Antarctic Carbonate Records of Ice-Covered Lake Ecosystems in Transition

Perennially ice-covered Antarctic lakes can contain abundant carbonates associated with benthic microbial mats. In this study, we present depositional models for microbial carbonates of perennially ice-covered lakes Fryxell and Joyce of the McMurdo Dry Valleys, Antarctica. Carbonate texture and chemistry are influenced by benthic microbial mats that cover the lake bottom, but in association with different porewater redox conditions in each lake. In Lake Joyce, carbonates form layered stromatolitic deposits, where carbonate texture and geochemistry constrains precipitation to the oxic surface of photosynthetically active microbial mats.
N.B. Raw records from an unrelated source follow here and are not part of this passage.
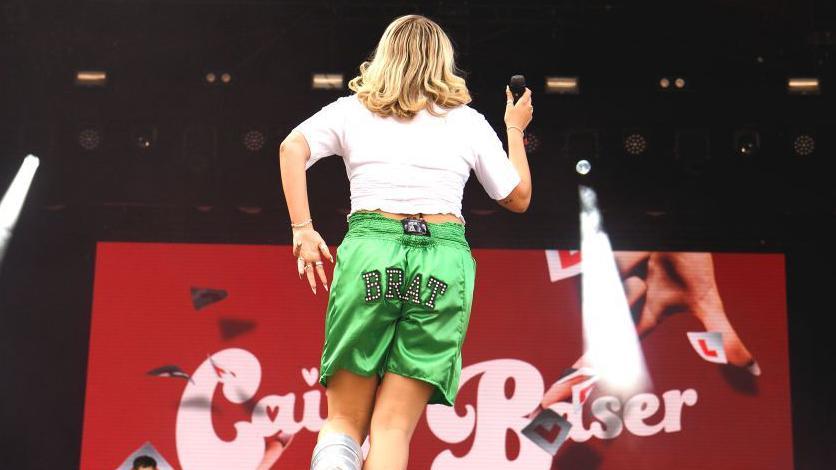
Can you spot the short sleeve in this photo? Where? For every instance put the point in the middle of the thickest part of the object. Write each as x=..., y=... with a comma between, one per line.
x=324, y=131
x=493, y=169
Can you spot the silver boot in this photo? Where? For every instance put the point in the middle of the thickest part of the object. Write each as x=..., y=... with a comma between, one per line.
x=337, y=451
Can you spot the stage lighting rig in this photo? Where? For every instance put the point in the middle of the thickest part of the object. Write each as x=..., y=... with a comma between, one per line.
x=635, y=143
x=91, y=78
x=747, y=142
x=563, y=85
x=672, y=83
x=803, y=144
x=143, y=137
x=803, y=86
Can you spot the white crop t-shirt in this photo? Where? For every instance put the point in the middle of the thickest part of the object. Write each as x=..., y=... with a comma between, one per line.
x=410, y=167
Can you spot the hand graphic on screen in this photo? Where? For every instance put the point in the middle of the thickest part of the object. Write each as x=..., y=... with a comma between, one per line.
x=276, y=445
x=661, y=284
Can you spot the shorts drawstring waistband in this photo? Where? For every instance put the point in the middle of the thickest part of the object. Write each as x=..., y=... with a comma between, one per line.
x=374, y=225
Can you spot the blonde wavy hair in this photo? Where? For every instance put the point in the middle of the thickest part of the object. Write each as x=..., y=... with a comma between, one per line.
x=412, y=67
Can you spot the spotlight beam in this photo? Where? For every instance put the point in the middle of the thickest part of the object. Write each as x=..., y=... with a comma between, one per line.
x=13, y=199
x=612, y=347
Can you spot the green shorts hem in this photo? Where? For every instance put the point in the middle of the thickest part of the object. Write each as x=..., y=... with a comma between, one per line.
x=439, y=396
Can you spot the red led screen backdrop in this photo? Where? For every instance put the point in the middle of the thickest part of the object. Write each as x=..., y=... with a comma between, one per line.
x=206, y=356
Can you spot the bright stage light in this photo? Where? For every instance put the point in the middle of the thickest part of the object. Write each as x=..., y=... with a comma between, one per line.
x=803, y=86
x=13, y=200
x=327, y=81
x=562, y=85
x=611, y=344
x=635, y=143
x=747, y=142
x=91, y=78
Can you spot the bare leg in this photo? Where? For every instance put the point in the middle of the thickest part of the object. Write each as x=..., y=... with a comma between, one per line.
x=398, y=408
x=350, y=403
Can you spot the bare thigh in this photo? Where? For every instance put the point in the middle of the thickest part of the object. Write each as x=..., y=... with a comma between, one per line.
x=350, y=403
x=400, y=403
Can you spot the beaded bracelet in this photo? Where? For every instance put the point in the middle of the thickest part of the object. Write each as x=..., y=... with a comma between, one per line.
x=517, y=128
x=301, y=224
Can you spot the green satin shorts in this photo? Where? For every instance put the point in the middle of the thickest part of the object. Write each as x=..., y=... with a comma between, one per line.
x=400, y=303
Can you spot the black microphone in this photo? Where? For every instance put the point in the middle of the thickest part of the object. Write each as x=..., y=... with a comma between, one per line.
x=517, y=86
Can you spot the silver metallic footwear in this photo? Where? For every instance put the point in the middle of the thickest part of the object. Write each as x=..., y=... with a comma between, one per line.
x=337, y=451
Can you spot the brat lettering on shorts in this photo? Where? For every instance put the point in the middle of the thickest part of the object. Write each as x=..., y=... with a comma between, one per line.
x=394, y=287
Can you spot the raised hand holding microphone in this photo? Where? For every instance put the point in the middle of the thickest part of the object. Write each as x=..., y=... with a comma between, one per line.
x=519, y=110
x=517, y=117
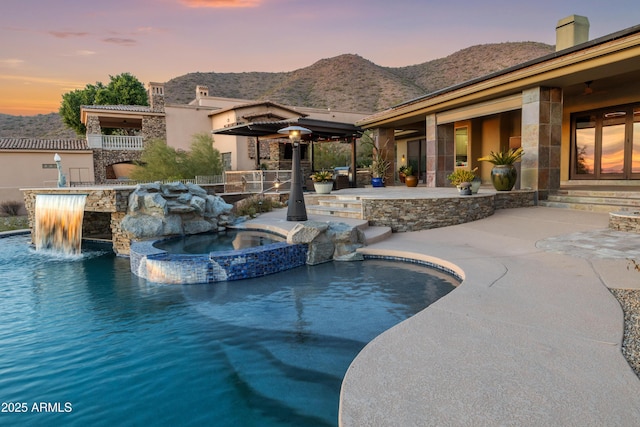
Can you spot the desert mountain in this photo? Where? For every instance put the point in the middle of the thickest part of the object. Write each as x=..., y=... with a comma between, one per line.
x=346, y=82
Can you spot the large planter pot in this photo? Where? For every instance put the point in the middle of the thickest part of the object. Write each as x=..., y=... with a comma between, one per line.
x=323, y=187
x=377, y=182
x=504, y=177
x=475, y=185
x=411, y=181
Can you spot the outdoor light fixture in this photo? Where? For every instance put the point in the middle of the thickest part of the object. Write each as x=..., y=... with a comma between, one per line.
x=62, y=180
x=296, y=210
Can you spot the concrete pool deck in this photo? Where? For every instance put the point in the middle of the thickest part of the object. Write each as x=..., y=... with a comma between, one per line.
x=531, y=337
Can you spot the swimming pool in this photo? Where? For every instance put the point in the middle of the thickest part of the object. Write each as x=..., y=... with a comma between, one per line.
x=222, y=241
x=98, y=346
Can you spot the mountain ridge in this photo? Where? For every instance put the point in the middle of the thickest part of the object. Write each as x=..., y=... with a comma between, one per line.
x=346, y=82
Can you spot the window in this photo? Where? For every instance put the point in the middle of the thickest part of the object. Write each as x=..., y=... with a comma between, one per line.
x=606, y=144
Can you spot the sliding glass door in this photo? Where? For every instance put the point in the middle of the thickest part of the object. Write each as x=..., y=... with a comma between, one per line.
x=606, y=144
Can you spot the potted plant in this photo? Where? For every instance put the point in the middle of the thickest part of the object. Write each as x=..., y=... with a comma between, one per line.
x=402, y=173
x=465, y=178
x=379, y=167
x=322, y=181
x=503, y=173
x=410, y=179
Changes in carbonates from older to younger stromatolite layers record decreasing rates of primary productivity alongside shifts in microbial community composition with lake level rise. In Lake Fryxell, carbonates precipitated episodically in benthic mats across a redox-stratified water body. Variations in pore water redox at the time of carbonate precipitation are preserved through the incorporation of redox-sensitive (Fe and Mn) elements into these microbial carbonates. The distribution of Fe and Mn indicate that carbonates precipitated through changes to pore water redox, here interpreted as seasonal shifts in rates of oxygenic photosynthesis in this polar setting. Carbonate precipitation was episodic within microbial mats across the persistently stratified Lake Fryxell water column, and this episodic nature indicates that precipitation was primarily driven by an extrinsic perturbation to local geochemistry rather than microbial activity. In both lakes Joyce and Fryxell, lacustrine carbonate sediments provide a record of benthic microbial ecosystems through time and their response to recent environmental change. Models for carbonate precipitation in these lakes may further inform interpretations of paleolake carbonates from previous glacial-interglacial transitions.